Trust-region subproblems, including nonconvex quadratics over balls, also exhibit KL properties—with explicit local exponents (1/2 or 3/4) and matching Hölderian error bound moduli globally (Jiang et al., 2019).

7. Controversies, Limitations, and Open Problems

One key phenomenon is the incompatibility of low KL exponents ( $\theta < 1/2$ ) with uniform Lipschitz gradient regularity in DC programming and related settings (Bento et al., 2024). Quadratic growth induced by Lipschitz continuity forbids such exponents locally, while mere gradient continuity admits them (e.g., in $|x|^{3/2}$ ). The precise boundaries between regularity, geometry, and achievable exponents remain an area of active research. Furthermore, in stochastic regimes, knowledge of KL/PL exponents and constants is necessary for optimal iteration scheduling; adaptivity without such knowledge is an open direction (Fatkhullin et al., 2022).

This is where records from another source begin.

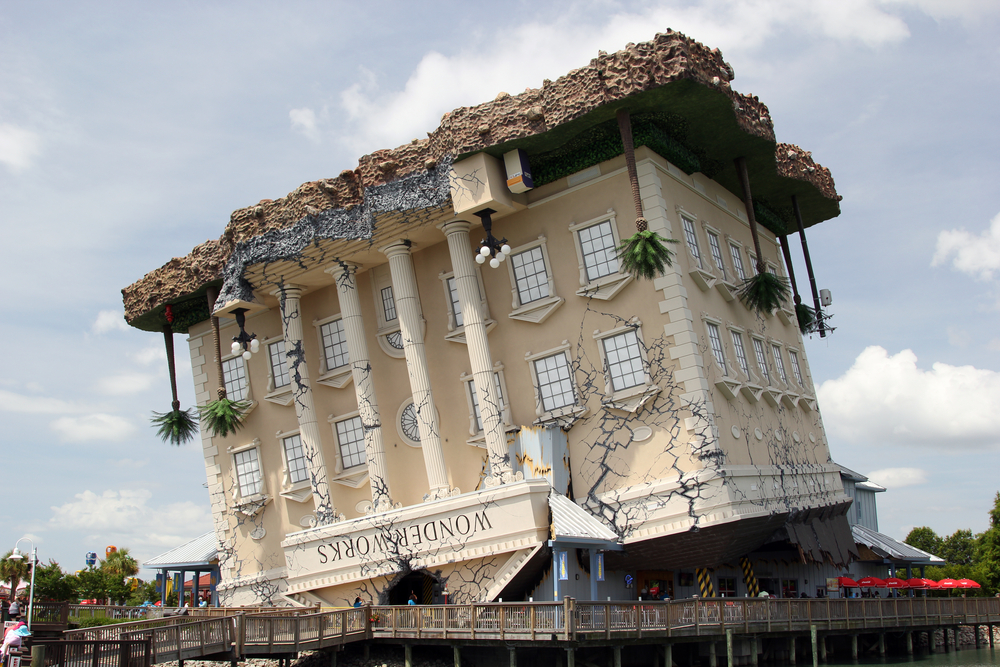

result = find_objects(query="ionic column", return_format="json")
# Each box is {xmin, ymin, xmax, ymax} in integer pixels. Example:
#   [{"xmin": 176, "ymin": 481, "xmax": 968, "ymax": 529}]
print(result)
[
  {"xmin": 271, "ymin": 285, "xmax": 337, "ymax": 525},
  {"xmin": 327, "ymin": 262, "xmax": 392, "ymax": 512},
  {"xmin": 382, "ymin": 241, "xmax": 450, "ymax": 499},
  {"xmin": 441, "ymin": 220, "xmax": 512, "ymax": 486}
]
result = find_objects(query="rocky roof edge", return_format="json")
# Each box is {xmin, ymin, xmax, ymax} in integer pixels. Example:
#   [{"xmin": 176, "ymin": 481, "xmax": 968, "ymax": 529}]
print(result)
[{"xmin": 129, "ymin": 30, "xmax": 839, "ymax": 322}]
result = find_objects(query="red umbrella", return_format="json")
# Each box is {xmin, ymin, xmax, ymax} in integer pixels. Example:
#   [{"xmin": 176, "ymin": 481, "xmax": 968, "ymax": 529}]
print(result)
[{"xmin": 858, "ymin": 577, "xmax": 886, "ymax": 588}]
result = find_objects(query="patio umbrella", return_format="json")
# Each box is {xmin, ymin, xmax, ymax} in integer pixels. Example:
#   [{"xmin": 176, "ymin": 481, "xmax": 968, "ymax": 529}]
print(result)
[{"xmin": 858, "ymin": 577, "xmax": 887, "ymax": 588}]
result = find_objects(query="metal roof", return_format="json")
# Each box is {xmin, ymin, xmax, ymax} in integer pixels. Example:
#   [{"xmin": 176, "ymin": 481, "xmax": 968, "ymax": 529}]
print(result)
[
  {"xmin": 851, "ymin": 524, "xmax": 945, "ymax": 565},
  {"xmin": 549, "ymin": 491, "xmax": 618, "ymax": 544},
  {"xmin": 142, "ymin": 531, "xmax": 218, "ymax": 570}
]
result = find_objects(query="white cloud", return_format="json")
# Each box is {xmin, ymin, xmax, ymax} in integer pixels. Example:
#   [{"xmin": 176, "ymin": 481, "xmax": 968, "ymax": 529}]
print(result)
[
  {"xmin": 0, "ymin": 389, "xmax": 82, "ymax": 415},
  {"xmin": 96, "ymin": 373, "xmax": 157, "ymax": 396},
  {"xmin": 868, "ymin": 468, "xmax": 927, "ymax": 489},
  {"xmin": 330, "ymin": 0, "xmax": 943, "ymax": 151},
  {"xmin": 0, "ymin": 123, "xmax": 40, "ymax": 171},
  {"xmin": 817, "ymin": 346, "xmax": 1000, "ymax": 449},
  {"xmin": 48, "ymin": 489, "xmax": 212, "ymax": 562},
  {"xmin": 931, "ymin": 213, "xmax": 1000, "ymax": 281},
  {"xmin": 91, "ymin": 310, "xmax": 129, "ymax": 334},
  {"xmin": 50, "ymin": 413, "xmax": 135, "ymax": 442}
]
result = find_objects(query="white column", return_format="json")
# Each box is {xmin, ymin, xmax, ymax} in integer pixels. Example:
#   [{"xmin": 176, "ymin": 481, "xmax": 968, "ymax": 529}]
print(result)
[
  {"xmin": 441, "ymin": 220, "xmax": 512, "ymax": 486},
  {"xmin": 327, "ymin": 262, "xmax": 392, "ymax": 512},
  {"xmin": 272, "ymin": 285, "xmax": 337, "ymax": 525},
  {"xmin": 382, "ymin": 241, "xmax": 451, "ymax": 499}
]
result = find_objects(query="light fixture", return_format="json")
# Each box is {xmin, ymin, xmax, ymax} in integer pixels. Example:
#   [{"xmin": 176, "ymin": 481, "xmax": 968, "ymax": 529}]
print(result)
[
  {"xmin": 7, "ymin": 537, "xmax": 38, "ymax": 632},
  {"xmin": 232, "ymin": 308, "xmax": 260, "ymax": 361},
  {"xmin": 473, "ymin": 208, "xmax": 510, "ymax": 269}
]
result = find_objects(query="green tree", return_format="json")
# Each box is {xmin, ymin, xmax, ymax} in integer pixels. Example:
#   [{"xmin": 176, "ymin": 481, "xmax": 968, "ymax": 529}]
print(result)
[
  {"xmin": 0, "ymin": 549, "xmax": 31, "ymax": 591},
  {"xmin": 903, "ymin": 526, "xmax": 943, "ymax": 558},
  {"xmin": 35, "ymin": 559, "xmax": 77, "ymax": 602}
]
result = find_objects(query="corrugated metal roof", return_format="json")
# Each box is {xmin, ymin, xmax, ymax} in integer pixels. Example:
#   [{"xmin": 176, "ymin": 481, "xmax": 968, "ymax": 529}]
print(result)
[
  {"xmin": 549, "ymin": 491, "xmax": 618, "ymax": 543},
  {"xmin": 142, "ymin": 531, "xmax": 217, "ymax": 569},
  {"xmin": 851, "ymin": 524, "xmax": 945, "ymax": 565}
]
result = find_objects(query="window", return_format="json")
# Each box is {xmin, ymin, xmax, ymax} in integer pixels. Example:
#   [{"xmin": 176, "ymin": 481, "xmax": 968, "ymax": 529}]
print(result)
[
  {"xmin": 753, "ymin": 338, "xmax": 771, "ymax": 383},
  {"xmin": 707, "ymin": 231, "xmax": 728, "ymax": 280},
  {"xmin": 788, "ymin": 350, "xmax": 806, "ymax": 387},
  {"xmin": 771, "ymin": 343, "xmax": 788, "ymax": 384},
  {"xmin": 335, "ymin": 417, "xmax": 368, "ymax": 470},
  {"xmin": 222, "ymin": 355, "xmax": 249, "ymax": 401},
  {"xmin": 267, "ymin": 340, "xmax": 291, "ymax": 389},
  {"xmin": 233, "ymin": 447, "xmax": 263, "ymax": 498},
  {"xmin": 510, "ymin": 247, "xmax": 549, "ymax": 305},
  {"xmin": 705, "ymin": 322, "xmax": 729, "ymax": 375},
  {"xmin": 381, "ymin": 285, "xmax": 396, "ymax": 322},
  {"xmin": 319, "ymin": 318, "xmax": 351, "ymax": 370},
  {"xmin": 532, "ymin": 352, "xmax": 576, "ymax": 412},
  {"xmin": 505, "ymin": 236, "xmax": 563, "ymax": 324},
  {"xmin": 729, "ymin": 330, "xmax": 750, "ymax": 378},
  {"xmin": 569, "ymin": 208, "xmax": 632, "ymax": 301},
  {"xmin": 281, "ymin": 433, "xmax": 309, "ymax": 484},
  {"xmin": 601, "ymin": 329, "xmax": 646, "ymax": 391},
  {"xmin": 577, "ymin": 220, "xmax": 618, "ymax": 282},
  {"xmin": 729, "ymin": 243, "xmax": 747, "ymax": 282},
  {"xmin": 681, "ymin": 215, "xmax": 704, "ymax": 269}
]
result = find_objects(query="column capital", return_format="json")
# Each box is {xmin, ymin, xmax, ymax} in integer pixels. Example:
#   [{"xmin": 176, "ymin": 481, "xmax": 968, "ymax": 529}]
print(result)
[
  {"xmin": 378, "ymin": 239, "xmax": 413, "ymax": 258},
  {"xmin": 437, "ymin": 220, "xmax": 472, "ymax": 236}
]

Generalization to composite, nonconvex, and nonsmooth settings has expanded the KL framework, but direct computation of exact moduli or exponents remains challenging except in structured (semi-)algebraic cases. Nonsmooth calculus, extensions to infinite-dimensional objective landscapes, and connections to error bounds and stability are ongoing themes.

In summary, the Kurdyka-Łojasiewicz inequality and its variants (generalized, exponent, and exact modulus) have become central to the unified geometric and analytic foundation for convergence analysis in nonconvex and nonsmooth optimization, offering explicit, computable, and often optimal rates as well as powerful regularity characterizations across a wide range of applied mathematical problems (Wang et al., 2020, Wang et al., 2021, Qian et al., 15 Apr 2025, Qian et al., 2022, Ahookhosh et al., 13 Nov 2025, Fatkhullin et al., 2022, Gerth et al., 2019, Dinh et al., 2015, Osińska-Ulrych et al., 2018, Bento et al., 2024).